Thank you very much for the invitation to be here.
My name is Dr. Lori Daniels. I'm a professor of forest ecology and the Koerner chair of wildfire coexistence at the University of British Columbia. I'm coming to you today from the ancestral territory of the Musqueam first nation.
I have studied historical fire regimes and their impacts on forest dynamics in western Canada for the past 20 years. Thank you for the opportunity to share insights from the research we have conducted, both on the factors that contributed to the Jasper wildfires and also the strategies that are urgently needed in order to make our ecosystems and communities more resilient to future fires and climate change.
I have three core messages for you today.
First, the Jasper wildfire complex was a century in the making. Our research shows that the historical fire regime in Jasper began to change in the early 1900s. Over several centuries, from the 1600s to the 1800s, low-severity fires burned somewhere in the Athabasca Valley once every 20 years on average, scarring trees but not killing them. Patches of high-severity fire would kill trees and provide openings where grasses, shrubs and broadleaf and needle-leaf trees regenerated. Landscape photos from the early 1900s show a diverse mosaic of ecosystems.
The fire scars stopped in 1915. This is the beginning of the fire suppression era, when indigenous people were removed from their land and their good fire stewardship was terminated.

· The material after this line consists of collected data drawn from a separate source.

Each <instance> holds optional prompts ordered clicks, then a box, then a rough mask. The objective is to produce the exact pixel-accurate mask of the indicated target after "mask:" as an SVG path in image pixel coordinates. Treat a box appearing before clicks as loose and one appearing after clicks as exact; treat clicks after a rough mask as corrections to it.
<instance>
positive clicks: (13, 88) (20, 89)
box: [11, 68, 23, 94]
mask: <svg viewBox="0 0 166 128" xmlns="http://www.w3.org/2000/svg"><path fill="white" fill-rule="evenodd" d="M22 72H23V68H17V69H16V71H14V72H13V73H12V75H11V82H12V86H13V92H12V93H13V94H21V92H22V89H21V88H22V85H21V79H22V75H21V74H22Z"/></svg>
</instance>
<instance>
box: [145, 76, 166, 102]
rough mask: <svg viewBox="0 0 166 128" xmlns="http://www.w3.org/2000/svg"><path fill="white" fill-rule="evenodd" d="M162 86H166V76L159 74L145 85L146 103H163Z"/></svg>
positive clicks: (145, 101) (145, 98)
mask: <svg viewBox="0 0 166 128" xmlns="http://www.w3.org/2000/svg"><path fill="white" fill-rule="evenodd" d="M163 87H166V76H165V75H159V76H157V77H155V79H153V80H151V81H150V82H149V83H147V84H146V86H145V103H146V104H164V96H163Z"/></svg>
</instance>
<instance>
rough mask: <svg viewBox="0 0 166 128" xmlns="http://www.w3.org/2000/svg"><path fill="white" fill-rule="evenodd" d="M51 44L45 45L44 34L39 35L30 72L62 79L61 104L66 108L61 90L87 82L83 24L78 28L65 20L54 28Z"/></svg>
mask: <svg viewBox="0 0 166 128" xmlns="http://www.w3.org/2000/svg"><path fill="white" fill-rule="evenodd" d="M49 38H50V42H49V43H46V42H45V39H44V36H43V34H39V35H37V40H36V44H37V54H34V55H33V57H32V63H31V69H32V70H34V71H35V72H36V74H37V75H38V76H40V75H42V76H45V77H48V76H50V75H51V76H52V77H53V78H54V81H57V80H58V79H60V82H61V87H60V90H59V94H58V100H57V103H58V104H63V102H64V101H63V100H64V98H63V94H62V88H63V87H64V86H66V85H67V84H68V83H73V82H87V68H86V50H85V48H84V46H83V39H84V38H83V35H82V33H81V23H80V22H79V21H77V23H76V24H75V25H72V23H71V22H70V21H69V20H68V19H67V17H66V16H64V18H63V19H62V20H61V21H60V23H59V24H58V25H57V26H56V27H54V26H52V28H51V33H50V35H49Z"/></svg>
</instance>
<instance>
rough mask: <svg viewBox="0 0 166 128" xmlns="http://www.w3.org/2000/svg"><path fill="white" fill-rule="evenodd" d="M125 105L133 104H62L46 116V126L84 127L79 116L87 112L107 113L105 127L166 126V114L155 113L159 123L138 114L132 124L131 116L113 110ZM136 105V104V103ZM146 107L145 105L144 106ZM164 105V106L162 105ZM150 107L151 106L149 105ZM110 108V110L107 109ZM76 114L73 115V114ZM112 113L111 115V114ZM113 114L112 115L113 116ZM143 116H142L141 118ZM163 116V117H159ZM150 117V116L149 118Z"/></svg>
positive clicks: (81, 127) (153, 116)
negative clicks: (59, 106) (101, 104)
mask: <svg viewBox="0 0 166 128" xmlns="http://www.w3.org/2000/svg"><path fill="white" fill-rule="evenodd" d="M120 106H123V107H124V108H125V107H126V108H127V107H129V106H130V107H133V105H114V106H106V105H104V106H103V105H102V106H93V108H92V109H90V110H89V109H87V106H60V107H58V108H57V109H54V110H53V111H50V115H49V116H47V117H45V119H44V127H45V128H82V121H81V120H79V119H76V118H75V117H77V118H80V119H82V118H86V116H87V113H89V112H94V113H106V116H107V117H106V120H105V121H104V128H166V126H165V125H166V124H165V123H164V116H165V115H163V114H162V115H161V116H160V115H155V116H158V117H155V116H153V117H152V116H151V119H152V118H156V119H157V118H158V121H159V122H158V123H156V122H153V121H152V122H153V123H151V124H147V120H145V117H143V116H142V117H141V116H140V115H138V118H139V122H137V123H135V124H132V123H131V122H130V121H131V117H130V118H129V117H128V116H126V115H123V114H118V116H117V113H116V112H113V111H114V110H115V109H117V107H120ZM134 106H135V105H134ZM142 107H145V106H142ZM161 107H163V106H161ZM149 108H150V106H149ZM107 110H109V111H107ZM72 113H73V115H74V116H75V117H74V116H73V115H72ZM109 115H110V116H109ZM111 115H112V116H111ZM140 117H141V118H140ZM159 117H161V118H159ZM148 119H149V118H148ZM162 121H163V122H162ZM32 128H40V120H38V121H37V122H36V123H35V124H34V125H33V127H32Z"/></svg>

Ignitions by lightning and people were suppressed to protect the forest. The paradox is that this good intention has had unintended consequences. Without repeat low-impact fires, the forest simultaneously matured, creating a uniform landscape of continuous needle-leaf forests with abundant flammable fuels, strongly contrasting with historical landscapes and fire regimes.
These mature forests were also optimal habitat for the mountain pine beetle, which spread into Jasper. The beetle is native to western North America, but it is novel to forests east of the continental divide. Its eastward expansion was facilitated by climate change, and the beetles have caused high tree death rates in Alberta. Field surveys and experiments conducted with Parks Canada have shown that abundant dead lodgepole pine trees and logs contribute to fire intensity and rapid rates of fire spread and emit large amounts of heat, smoke and carbon, so the stage was set, after 100 years, for the fire this summer.
My second message to you is that Jasper is not an anomaly. Disruption of indigenous fire stewardship, fire suppression and widespread forest health problems have cumulative effects across the forests in Canada. Climate change is now superimposed on vulnerable landscapes and amplifies the effects. Mountain pine beetles impacted 19 million hectares of forests in western Canada; fires burned 15 million hectares across our country in 2023 alone.
My third and final point is that transformative changes are urgently needed. We need to diversify our approaches and amplify the pace and scale of our response to recent wildfire extremes and climate change. We also need to recognize that specific strategies are as complex as the diverse ecosystems and forests across Canada.
Proaction requires support from all levels of government, including the federal government. Strategies include, but are not limited to, investing equal amounts in emergency response to wildfires and proactive management to mitigate future wildfire effects through mechanical treatments and prescribed and cultural burns. This is an underfunded and underutilized approach that is costing Canadians billions of dollars due to the direct and indirect effects of wildfires.
Second, we can invest in FireSmart programs at home and community levels to expand education and actions to improve resiliency; we need to support indigenous-led programs, given that fires are disproportionately affecting indigenous peoples, communities and territories; we need to implement landscape fire management to reduce the negative consequences of catastrophic fires, improve ecosystem resilience and sustain a forestry sector; we need to support the bioeconomy and bioenergy to overcome economic barriers; and we need to invest in post-secondary training to build much needed capacity in pyrosilviculture, and prescribed and cultural burning.
These transformative actions are urgently needed to mitigate climate change, adapt our forest management and proactively prepare for wildfire impacts on Canadian ecosystems and communities.